Accept changes, not interruptions.

We say "embrace change" and "accept changes to requirements, even late in the process."  We also rant about focus and that developers should neither be interrupted nor allowed to multitask.  To a lot of people, this sounds just like a contradiction.  Are we hypocrites?

There is no conflict in these statements. The problem is with the organization.

Change In A Change-Resistant Culture

If, for example, I plan a release in 10 months, and assign each of my developers a ten-month task (or a couple of five-month tasks) then I am not only at capacity, I'm likely well over and don't know it.

Now, in month two I have a change I would like to see. I can't get any of my developers to put aside their work and take my task.  Those obstinate developers!! What's wrong with them? 

Nothing is wrong with them.  They are doing the work they are assigned, and since they have no slack or reserve capacity they know that the new task puts their release in jeopardy.  They also know that they are being reviewed, graded, rated, and ordered by their ability to get those assigned changes into the next release. 

If they drop a task to do the new work, they will fail.

If they don't, then they'll be deemed uncooperative which also will possibly cause career damage.

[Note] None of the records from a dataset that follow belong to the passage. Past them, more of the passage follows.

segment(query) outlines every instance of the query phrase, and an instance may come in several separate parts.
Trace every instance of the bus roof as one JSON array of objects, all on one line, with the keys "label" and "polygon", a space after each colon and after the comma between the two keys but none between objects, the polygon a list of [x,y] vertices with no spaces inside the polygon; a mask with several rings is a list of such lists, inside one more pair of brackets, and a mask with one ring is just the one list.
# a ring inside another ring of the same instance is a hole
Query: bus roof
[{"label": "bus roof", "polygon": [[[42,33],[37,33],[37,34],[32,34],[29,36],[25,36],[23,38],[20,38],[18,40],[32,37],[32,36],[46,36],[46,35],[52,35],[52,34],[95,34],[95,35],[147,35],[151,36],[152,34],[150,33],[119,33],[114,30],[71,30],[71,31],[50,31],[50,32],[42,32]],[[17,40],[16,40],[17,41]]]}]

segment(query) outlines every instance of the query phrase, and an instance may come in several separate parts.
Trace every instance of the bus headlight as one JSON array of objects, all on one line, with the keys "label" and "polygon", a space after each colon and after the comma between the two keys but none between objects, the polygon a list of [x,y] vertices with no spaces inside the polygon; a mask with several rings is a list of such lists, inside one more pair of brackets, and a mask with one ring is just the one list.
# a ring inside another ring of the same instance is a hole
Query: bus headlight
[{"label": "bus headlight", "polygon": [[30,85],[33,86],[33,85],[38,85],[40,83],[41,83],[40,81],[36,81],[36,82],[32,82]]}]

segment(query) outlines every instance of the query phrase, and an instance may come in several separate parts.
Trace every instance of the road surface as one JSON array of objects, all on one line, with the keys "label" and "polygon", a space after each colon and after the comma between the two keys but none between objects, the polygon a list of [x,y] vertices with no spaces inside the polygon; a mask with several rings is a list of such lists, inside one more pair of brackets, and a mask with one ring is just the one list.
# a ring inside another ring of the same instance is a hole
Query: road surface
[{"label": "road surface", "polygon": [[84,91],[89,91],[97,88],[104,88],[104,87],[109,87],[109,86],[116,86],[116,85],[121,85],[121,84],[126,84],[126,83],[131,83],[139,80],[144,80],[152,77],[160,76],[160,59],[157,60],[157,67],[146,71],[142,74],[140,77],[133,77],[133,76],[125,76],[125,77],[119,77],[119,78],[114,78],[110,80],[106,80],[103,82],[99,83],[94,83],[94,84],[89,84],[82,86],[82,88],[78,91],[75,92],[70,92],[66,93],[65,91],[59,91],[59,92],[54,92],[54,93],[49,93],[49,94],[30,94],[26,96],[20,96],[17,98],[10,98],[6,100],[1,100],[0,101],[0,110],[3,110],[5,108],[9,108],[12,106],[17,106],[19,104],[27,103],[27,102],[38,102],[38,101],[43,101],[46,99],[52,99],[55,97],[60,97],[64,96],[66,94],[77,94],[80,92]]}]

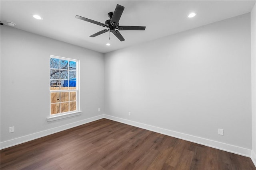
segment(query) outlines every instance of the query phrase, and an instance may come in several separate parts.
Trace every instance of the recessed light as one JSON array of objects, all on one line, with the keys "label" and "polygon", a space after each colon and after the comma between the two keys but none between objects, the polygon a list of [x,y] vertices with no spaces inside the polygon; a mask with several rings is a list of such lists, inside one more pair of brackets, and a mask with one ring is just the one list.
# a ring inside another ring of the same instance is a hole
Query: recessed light
[{"label": "recessed light", "polygon": [[7,21],[6,23],[7,23],[7,25],[8,25],[9,26],[11,26],[12,27],[14,27],[15,25],[16,25],[15,23],[10,21]]},{"label": "recessed light", "polygon": [[195,16],[196,16],[196,13],[190,13],[189,14],[189,15],[188,15],[188,17],[193,18]]},{"label": "recessed light", "polygon": [[43,18],[40,17],[40,16],[38,16],[38,15],[34,15],[33,16],[33,17],[34,17],[34,18],[37,20],[43,20]]}]

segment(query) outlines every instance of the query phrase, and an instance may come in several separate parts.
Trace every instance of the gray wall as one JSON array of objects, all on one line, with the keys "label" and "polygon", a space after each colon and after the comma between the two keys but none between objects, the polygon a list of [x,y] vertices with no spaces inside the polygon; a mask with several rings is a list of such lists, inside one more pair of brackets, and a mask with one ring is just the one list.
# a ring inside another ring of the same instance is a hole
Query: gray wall
[{"label": "gray wall", "polygon": [[[81,115],[46,121],[50,55],[80,60]],[[102,54],[1,25],[1,142],[104,113]]]},{"label": "gray wall", "polygon": [[250,29],[247,14],[106,54],[105,114],[251,149]]}]

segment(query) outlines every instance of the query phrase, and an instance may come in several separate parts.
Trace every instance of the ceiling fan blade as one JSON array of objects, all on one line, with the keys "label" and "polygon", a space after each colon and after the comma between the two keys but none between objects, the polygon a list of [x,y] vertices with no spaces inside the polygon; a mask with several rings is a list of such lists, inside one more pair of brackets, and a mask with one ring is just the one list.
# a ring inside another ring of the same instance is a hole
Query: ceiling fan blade
[{"label": "ceiling fan blade", "polygon": [[90,37],[95,37],[96,36],[98,36],[100,35],[100,34],[102,34],[103,33],[106,33],[108,31],[108,29],[103,29],[103,30],[101,30],[100,31],[99,31],[97,33],[95,33],[94,34],[92,34],[92,35],[90,36]]},{"label": "ceiling fan blade", "polygon": [[87,22],[90,22],[91,23],[98,25],[99,25],[102,26],[102,27],[108,27],[108,25],[107,25],[104,23],[102,23],[101,22],[98,22],[98,21],[90,20],[90,19],[86,18],[84,17],[81,17],[81,16],[76,16],[75,18],[77,18],[80,20],[83,20],[84,21],[87,21]]},{"label": "ceiling fan blade", "polygon": [[116,35],[116,37],[117,37],[119,40],[122,41],[123,41],[125,40],[122,36],[120,33],[120,32],[118,31],[118,30],[115,31],[114,32],[113,32],[113,33]]},{"label": "ceiling fan blade", "polygon": [[114,12],[111,20],[110,20],[110,24],[114,26],[116,26],[118,25],[118,22],[119,22],[119,20],[121,18],[121,16],[123,13],[123,11],[124,9],[124,7],[118,4],[116,5],[116,9]]},{"label": "ceiling fan blade", "polygon": [[118,30],[144,30],[146,27],[140,26],[119,26]]}]

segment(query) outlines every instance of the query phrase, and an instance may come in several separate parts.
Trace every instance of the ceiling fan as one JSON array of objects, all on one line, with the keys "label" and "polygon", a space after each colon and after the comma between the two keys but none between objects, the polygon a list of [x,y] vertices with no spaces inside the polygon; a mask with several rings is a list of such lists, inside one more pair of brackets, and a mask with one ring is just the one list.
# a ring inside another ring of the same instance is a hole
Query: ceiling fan
[{"label": "ceiling fan", "polygon": [[123,11],[124,9],[124,7],[118,4],[116,5],[116,9],[114,13],[109,12],[108,14],[108,16],[110,18],[110,20],[107,20],[105,21],[105,23],[102,23],[96,21],[94,21],[90,19],[86,18],[84,17],[81,17],[79,16],[76,16],[76,18],[87,21],[92,23],[98,25],[103,27],[105,27],[107,29],[103,29],[94,34],[92,34],[90,36],[90,37],[95,37],[103,33],[110,31],[113,33],[114,35],[119,39],[119,40],[122,41],[124,41],[124,38],[121,35],[119,31],[124,30],[144,30],[146,27],[140,26],[120,26],[119,25],[119,20],[121,18]]}]

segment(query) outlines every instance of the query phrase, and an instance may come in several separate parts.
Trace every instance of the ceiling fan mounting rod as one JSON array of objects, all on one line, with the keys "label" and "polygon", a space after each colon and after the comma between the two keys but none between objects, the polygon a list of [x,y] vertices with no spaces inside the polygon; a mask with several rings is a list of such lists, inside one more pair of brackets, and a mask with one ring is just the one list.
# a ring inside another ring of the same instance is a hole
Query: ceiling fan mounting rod
[{"label": "ceiling fan mounting rod", "polygon": [[[124,41],[124,38],[122,35],[119,31],[120,30],[144,30],[146,27],[140,26],[119,26],[119,20],[121,16],[124,11],[124,7],[118,4],[116,5],[116,7],[114,12],[109,12],[108,16],[110,19],[108,20],[105,21],[105,23],[102,23],[98,21],[94,21],[88,18],[81,17],[81,16],[76,15],[75,17],[76,18],[82,20],[84,21],[90,22],[95,24],[96,24],[106,28],[105,29],[100,31],[90,36],[90,37],[95,37],[106,32],[112,32],[116,37],[118,38],[121,41]],[[119,30],[119,31],[118,31]],[[110,39],[110,35],[109,35]]]}]

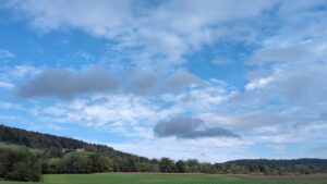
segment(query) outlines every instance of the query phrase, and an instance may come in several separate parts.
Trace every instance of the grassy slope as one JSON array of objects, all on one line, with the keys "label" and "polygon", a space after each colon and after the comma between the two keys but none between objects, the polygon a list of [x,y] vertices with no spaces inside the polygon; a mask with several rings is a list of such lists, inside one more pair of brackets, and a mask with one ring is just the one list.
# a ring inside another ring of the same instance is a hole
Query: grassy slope
[{"label": "grassy slope", "polygon": [[[262,181],[205,174],[51,174],[46,184],[315,184],[317,182]],[[0,184],[37,184],[0,182]]]}]

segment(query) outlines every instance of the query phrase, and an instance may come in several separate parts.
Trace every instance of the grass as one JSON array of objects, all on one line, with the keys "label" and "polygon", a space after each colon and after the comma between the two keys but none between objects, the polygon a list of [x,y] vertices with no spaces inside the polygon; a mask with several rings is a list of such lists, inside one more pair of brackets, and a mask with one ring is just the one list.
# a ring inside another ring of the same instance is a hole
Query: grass
[{"label": "grass", "polygon": [[[49,174],[45,184],[322,184],[323,182],[296,182],[275,180],[237,179],[227,175],[206,174]],[[40,184],[0,182],[0,184]],[[327,184],[327,182],[325,182]]]}]

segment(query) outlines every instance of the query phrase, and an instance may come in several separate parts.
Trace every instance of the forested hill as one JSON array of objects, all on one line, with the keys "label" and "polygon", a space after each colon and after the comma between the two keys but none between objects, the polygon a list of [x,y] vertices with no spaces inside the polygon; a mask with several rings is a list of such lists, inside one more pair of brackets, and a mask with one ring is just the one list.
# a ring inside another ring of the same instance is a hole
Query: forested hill
[{"label": "forested hill", "polygon": [[266,165],[269,168],[314,168],[316,170],[327,171],[327,159],[314,159],[314,158],[303,158],[303,159],[291,159],[291,160],[268,160],[268,159],[242,159],[228,161],[225,164],[235,164],[244,165],[247,168]]},{"label": "forested hill", "polygon": [[105,145],[88,144],[73,138],[53,136],[37,132],[29,132],[4,125],[0,125],[0,142],[23,145],[28,148],[45,149],[51,151],[49,154],[53,156],[60,155],[60,152],[84,149],[88,151],[108,155],[113,160],[121,158],[146,160],[146,158],[144,157],[137,157],[135,155],[118,151]]},{"label": "forested hill", "polygon": [[225,163],[198,162],[196,159],[158,160],[125,154],[105,145],[0,125],[0,181],[38,181],[41,173],[98,172],[311,174],[326,173],[327,160],[255,159]]}]

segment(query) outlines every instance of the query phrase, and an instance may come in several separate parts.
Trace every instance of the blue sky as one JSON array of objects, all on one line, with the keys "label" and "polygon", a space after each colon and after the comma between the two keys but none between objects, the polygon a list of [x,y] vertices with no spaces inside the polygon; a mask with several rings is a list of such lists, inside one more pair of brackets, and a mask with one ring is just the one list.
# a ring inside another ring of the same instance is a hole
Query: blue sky
[{"label": "blue sky", "polygon": [[0,123],[150,158],[326,158],[326,0],[0,0]]}]

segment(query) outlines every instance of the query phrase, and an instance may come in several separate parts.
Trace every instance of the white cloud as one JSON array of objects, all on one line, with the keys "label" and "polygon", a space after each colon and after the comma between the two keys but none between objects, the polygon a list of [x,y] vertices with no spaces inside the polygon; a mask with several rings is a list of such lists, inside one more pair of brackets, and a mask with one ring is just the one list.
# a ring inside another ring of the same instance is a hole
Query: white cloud
[{"label": "white cloud", "polygon": [[8,2],[8,7],[25,12],[31,24],[43,32],[80,28],[94,36],[117,40],[122,51],[134,50],[131,57],[140,63],[170,65],[183,63],[185,54],[230,34],[223,24],[257,19],[274,3],[258,0],[251,3],[237,0],[208,0],[205,3],[201,0],[84,0],[83,3],[28,0]]},{"label": "white cloud", "polygon": [[8,50],[0,49],[0,58],[12,58],[14,54]]},{"label": "white cloud", "polygon": [[8,89],[10,89],[10,88],[13,88],[15,85],[13,85],[13,84],[11,84],[11,83],[8,83],[8,82],[1,82],[0,81],[0,88],[2,87],[2,88],[8,88]]},{"label": "white cloud", "polygon": [[250,82],[245,85],[246,90],[255,90],[255,89],[261,89],[268,85],[270,82],[274,81],[274,77],[264,77],[264,78],[257,78],[253,82]]}]

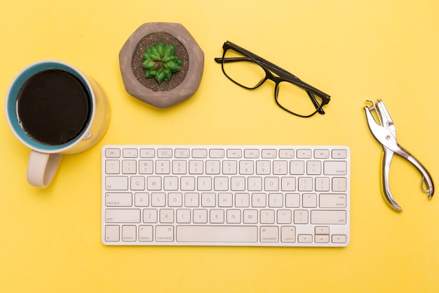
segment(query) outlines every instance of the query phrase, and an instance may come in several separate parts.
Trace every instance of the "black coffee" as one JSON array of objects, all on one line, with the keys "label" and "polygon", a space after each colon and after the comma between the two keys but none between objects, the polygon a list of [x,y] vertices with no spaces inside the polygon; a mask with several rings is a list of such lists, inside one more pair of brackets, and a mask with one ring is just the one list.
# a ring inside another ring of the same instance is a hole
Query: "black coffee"
[{"label": "black coffee", "polygon": [[32,139],[58,145],[78,137],[91,112],[86,86],[73,74],[60,70],[39,72],[18,93],[17,112],[23,130]]}]

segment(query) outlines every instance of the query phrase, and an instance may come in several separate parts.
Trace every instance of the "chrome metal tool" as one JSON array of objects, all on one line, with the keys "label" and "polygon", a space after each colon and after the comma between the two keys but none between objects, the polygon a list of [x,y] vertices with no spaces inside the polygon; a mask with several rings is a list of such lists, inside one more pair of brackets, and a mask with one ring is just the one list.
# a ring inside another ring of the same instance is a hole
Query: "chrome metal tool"
[{"label": "chrome metal tool", "polygon": [[[431,199],[434,193],[433,180],[425,167],[414,158],[409,152],[403,148],[396,141],[396,131],[393,121],[390,117],[384,103],[378,100],[377,103],[372,100],[367,100],[372,105],[364,108],[366,112],[366,119],[370,131],[374,137],[383,145],[384,154],[382,158],[382,188],[384,197],[387,202],[396,211],[403,211],[403,209],[398,204],[390,190],[389,174],[390,163],[393,154],[396,154],[412,163],[422,175],[421,188],[426,193],[428,199]],[[376,112],[378,122],[372,115],[372,112]]]}]

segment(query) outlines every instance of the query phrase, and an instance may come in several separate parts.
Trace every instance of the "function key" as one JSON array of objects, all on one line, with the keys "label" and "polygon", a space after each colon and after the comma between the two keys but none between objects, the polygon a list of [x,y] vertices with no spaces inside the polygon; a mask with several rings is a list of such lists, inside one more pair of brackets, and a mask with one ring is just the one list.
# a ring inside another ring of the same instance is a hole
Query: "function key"
[{"label": "function key", "polygon": [[244,150],[244,157],[255,159],[259,157],[259,150],[256,149]]},{"label": "function key", "polygon": [[209,150],[209,157],[212,158],[224,157],[224,150],[222,149],[212,148]]},{"label": "function key", "polygon": [[316,159],[329,159],[329,150],[314,150],[314,157]]},{"label": "function key", "polygon": [[154,148],[141,148],[140,157],[154,157],[156,150]]},{"label": "function key", "polygon": [[173,150],[170,148],[159,148],[157,150],[157,157],[173,157]]},{"label": "function key", "polygon": [[311,150],[297,150],[297,156],[298,159],[311,159],[312,157],[312,152]]},{"label": "function key", "polygon": [[294,150],[280,150],[279,157],[281,159],[292,159],[295,157]]},{"label": "function key", "polygon": [[262,158],[275,159],[276,157],[277,151],[276,150],[262,150]]},{"label": "function key", "polygon": [[135,148],[124,148],[122,150],[122,156],[123,157],[136,157],[137,156],[137,150]]},{"label": "function key", "polygon": [[346,150],[332,150],[332,159],[346,159],[348,157],[348,152]]},{"label": "function key", "polygon": [[121,150],[119,148],[107,148],[105,150],[105,157],[120,157]]},{"label": "function key", "polygon": [[208,150],[204,148],[194,148],[192,150],[192,157],[208,157]]},{"label": "function key", "polygon": [[175,149],[175,157],[189,157],[190,151],[187,148]]},{"label": "function key", "polygon": [[229,158],[240,158],[243,156],[242,150],[231,148],[227,150],[227,157]]}]

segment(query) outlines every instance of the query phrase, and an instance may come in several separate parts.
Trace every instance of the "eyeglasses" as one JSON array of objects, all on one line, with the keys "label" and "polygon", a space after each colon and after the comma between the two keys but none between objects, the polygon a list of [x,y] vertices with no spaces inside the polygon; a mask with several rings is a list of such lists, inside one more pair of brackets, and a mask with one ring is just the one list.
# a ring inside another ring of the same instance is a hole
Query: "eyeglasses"
[{"label": "eyeglasses", "polygon": [[[325,114],[322,107],[330,102],[330,96],[229,41],[222,48],[222,58],[215,60],[221,63],[224,74],[235,84],[247,89],[255,89],[270,79],[276,84],[274,100],[282,109],[302,117],[309,117],[317,112]],[[308,96],[304,95],[302,90]]]}]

They can work overtime to do all the work that they were assigned (which is probably an ambitious goal anyway) and try to absorb the new change by stealing time from their significant others, sleep periods, side projects, and other obligations but this will make them less likely to recognize shoddy work and less eager to correct it.

Assigning work this way creates a reserve-free system in which any response to any change is costly both professionally and personally.  No wonder developers become demotivated.

Embracing Change In Healthy Organization

Instead, what if we have a release in 10 months (or so).  We break all the features into pieces, where each piece is valuable to the end user, but each one can be completed in a week or two.  Maybe there's an admin screen, a data entry screen, and a small bit of processing for the first feature.  Rather than assign these to an individual (tying up his next few months), we assign it to the team as a whole.  Now each of the people working on this feature will come "free" (ie. have completed a task) in a week or two. They will be able to switch pair programming partners, take on new features, make revisions, etc.

Now I can introduce changes between tasks, or instead of planned tasks. These task boundaries are frequent, so change is much more welcome. In addition, a developer is only committing to one change or feature at a time, and so only an uncompleted feature is at risk instead of the programmer's career.

In addition, the code for a completed feature is available much sooner, so that it can be tested, demonstrated, and evaluated.  A few months in, it can even enter an alpha-testing program to get end-user feedback and determine the effect of the change on performance and scalability.

Smaller Assignments Are The Secret

If you can't accept change, it is because the work assignments are too large.  If you are going to want changes often, then you need to have "change injection opportunities" more often. If changes are daily, then every day there should be some programmer(s) coming available to make the changes.  Furthermore, they must be at work in a system that does not punish them (career-wise or by depriving them of the things they hold dear personally) for accepting orders for change.

You don't have to have an Agile organization or an Agile team to harness the power of smaller work assignments. There have been many methodologies, including some from very large contracting companies, who have long touted "a series of small successes" as the way to best ensure success of a project.


Early feedback is also known pre-Agile to be important to a good user experience and to dissolving contract discomfort.

The trouble is that working this way erodes the strong central authority many managers have enjoyed, and which may have brought them respect as "strong leaders" in the eyes of their managers.  That is a topic for a whole different conversation. 


If your development organization can't accept change without interruption and multitasking, then:
Your work assignments are too large, too personal, and too well enforced.